The Southern District of New York recently decided in favor of drug manufacturer Amarin Pharma, Inc., in a dispute with the U.S. Food and Drug Administration, ruling that the company may engage in truthful and non-misleading speech about off-label uses of its approved drug, Vascepa, without the threat of a misbranding action under the Federal Food, Drug, and Cosmetic Act.
“A decision on a preliminary injunction can be enough” to lead the FDA to drop the case, said Marc Scheineson, Alston & Bird partner and head of the firm’s Food and Drug Law Practice. “In prior cases that are similar to this one, it has been enough” because the ruling indicates that Amarin “is likely to prevail on the merits of the case.… That’s normally been enough for the FDA.”

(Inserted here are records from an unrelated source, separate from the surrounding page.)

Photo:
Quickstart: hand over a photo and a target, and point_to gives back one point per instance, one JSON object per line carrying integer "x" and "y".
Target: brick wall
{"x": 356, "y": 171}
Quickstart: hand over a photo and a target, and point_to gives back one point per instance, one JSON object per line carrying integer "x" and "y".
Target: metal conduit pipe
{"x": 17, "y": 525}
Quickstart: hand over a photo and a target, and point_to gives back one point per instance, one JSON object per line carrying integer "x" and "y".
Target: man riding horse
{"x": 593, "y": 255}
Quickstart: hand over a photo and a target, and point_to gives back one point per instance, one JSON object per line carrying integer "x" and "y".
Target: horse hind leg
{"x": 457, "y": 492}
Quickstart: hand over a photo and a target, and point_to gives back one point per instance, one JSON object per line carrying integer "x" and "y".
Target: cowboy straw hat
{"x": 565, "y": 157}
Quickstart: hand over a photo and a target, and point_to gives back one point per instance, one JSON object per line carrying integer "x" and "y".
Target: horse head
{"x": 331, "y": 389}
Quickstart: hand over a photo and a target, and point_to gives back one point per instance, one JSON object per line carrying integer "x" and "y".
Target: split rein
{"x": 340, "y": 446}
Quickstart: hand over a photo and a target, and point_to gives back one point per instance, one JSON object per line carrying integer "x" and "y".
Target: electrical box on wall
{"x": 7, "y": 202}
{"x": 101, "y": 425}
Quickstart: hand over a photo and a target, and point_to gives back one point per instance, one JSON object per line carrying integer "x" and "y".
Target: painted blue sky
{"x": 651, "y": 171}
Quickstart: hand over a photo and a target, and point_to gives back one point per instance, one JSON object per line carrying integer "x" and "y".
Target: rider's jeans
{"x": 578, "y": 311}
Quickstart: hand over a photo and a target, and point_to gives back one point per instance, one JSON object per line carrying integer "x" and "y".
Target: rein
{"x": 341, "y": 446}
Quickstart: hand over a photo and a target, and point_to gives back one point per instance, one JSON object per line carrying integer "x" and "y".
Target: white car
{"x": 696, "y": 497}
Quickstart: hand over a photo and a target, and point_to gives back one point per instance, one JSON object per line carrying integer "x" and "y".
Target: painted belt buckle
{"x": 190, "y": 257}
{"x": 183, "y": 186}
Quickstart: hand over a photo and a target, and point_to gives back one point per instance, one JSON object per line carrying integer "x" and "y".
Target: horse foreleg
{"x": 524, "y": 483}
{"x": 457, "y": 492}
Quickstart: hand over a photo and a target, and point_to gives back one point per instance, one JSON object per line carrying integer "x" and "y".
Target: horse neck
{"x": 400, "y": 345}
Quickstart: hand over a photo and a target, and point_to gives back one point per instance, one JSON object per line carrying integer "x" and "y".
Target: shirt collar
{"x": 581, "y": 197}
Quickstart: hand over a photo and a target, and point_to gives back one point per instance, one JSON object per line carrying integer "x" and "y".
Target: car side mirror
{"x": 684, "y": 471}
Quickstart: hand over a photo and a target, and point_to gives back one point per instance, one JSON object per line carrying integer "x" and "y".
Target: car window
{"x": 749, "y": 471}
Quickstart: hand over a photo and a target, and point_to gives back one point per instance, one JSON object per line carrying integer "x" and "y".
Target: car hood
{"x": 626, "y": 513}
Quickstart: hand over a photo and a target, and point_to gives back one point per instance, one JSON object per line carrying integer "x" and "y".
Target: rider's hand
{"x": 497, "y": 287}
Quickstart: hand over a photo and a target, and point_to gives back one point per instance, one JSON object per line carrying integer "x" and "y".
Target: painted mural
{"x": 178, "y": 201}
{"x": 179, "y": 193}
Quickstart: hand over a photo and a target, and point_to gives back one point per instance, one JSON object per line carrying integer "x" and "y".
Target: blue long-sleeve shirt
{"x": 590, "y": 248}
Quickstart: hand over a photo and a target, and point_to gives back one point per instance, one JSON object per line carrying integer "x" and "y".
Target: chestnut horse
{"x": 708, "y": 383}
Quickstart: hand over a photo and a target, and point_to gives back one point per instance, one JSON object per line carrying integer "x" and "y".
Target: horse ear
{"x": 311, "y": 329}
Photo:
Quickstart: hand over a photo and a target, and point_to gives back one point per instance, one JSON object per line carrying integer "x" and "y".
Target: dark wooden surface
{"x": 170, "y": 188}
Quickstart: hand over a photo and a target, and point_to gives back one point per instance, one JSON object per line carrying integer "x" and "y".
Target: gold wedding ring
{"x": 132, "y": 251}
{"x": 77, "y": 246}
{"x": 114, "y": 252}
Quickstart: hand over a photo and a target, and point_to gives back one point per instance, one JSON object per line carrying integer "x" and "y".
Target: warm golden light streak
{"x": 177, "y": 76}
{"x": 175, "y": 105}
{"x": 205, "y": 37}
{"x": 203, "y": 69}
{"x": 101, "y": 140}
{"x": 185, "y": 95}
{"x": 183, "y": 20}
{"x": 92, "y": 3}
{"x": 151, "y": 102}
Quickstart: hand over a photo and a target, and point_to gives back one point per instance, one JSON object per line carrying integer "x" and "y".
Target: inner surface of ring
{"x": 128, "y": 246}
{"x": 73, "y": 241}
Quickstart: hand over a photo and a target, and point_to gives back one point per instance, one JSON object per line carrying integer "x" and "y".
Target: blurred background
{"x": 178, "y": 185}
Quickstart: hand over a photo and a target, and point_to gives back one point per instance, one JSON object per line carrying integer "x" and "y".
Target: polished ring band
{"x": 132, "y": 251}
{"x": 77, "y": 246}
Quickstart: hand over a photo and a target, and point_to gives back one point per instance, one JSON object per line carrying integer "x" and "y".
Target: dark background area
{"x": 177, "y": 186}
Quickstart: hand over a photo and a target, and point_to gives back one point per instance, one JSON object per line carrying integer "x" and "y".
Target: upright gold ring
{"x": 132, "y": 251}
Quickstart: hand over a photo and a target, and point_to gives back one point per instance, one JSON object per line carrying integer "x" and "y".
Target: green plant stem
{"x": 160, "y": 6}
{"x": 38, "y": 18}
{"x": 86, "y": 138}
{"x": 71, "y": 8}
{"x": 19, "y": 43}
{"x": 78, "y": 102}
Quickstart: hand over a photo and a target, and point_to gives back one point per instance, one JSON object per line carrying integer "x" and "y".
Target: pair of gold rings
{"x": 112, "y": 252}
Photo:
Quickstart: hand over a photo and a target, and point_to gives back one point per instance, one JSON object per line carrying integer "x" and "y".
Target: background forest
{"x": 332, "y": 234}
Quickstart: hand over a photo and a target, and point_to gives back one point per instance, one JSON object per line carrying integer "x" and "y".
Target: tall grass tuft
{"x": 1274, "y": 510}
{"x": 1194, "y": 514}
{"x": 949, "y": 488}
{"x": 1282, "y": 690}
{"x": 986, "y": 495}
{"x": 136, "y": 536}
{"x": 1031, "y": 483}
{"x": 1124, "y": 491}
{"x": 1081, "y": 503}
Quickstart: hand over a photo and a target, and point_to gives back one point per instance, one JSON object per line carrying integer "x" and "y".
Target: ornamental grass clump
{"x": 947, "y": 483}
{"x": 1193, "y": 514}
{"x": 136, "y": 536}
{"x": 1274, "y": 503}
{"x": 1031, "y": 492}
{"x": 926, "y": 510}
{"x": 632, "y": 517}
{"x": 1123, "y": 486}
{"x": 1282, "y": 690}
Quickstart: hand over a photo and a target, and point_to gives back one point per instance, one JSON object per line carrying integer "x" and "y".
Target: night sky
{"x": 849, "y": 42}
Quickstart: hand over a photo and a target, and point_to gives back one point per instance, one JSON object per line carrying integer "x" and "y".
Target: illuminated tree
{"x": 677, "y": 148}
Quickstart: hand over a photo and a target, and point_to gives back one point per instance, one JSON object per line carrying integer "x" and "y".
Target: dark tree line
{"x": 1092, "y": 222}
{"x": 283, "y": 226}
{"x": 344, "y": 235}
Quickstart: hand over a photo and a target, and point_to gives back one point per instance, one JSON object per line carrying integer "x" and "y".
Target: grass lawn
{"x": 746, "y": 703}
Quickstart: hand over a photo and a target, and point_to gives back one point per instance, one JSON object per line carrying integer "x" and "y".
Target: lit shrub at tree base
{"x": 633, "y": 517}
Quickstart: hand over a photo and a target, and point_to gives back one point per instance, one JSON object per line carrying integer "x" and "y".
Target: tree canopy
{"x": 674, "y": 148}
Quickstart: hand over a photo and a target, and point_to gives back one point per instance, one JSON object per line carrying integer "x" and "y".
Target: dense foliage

A former associate commissioner for legislative affairs at the FDA, Scheineson said he would be “very surprised if the agency appeals,” adding that while “commercial free speech rights are not as strong as individual free speech rights,” the ruling made clear that companies with “products that are lawfully marketed have the right to speak about [off-label uses] truthfully and as long as they are not misleading.”
Said Scheineson: “Doctors are able to prescribe drugs for off-label uses.”
Even if the decision is “likely to stay and be good law” as it comes from a “well-established and influential court, I don’t think the floodgates will open,” he said, pointing to the potential dangers with both product liability litigators and the HHS Office of Inspector General, which has gotten “billions of dollars from companies that promoted off-label” uses that were reimbursed by Medicare or Medicaid.
As for Medicare or Medicaid reimbursement, “it still isn’t clear” what OIG will do, so it’s likely that “companies will continue to be conservative and careful about making off-label claims,” said Scheineson. “Fewer FDA warning letters will be issued” because those will likely be “pushed back to the FDA’s Office of Chief Counsel for review.”
Scheineson noted that “this is a landmark case because the court spent so much time – 71 pages – going through specific language” and that it can be used “as a roadmap or a textbook on how companies should promote” off-label uses of their products and avoid running afoul of the FDA.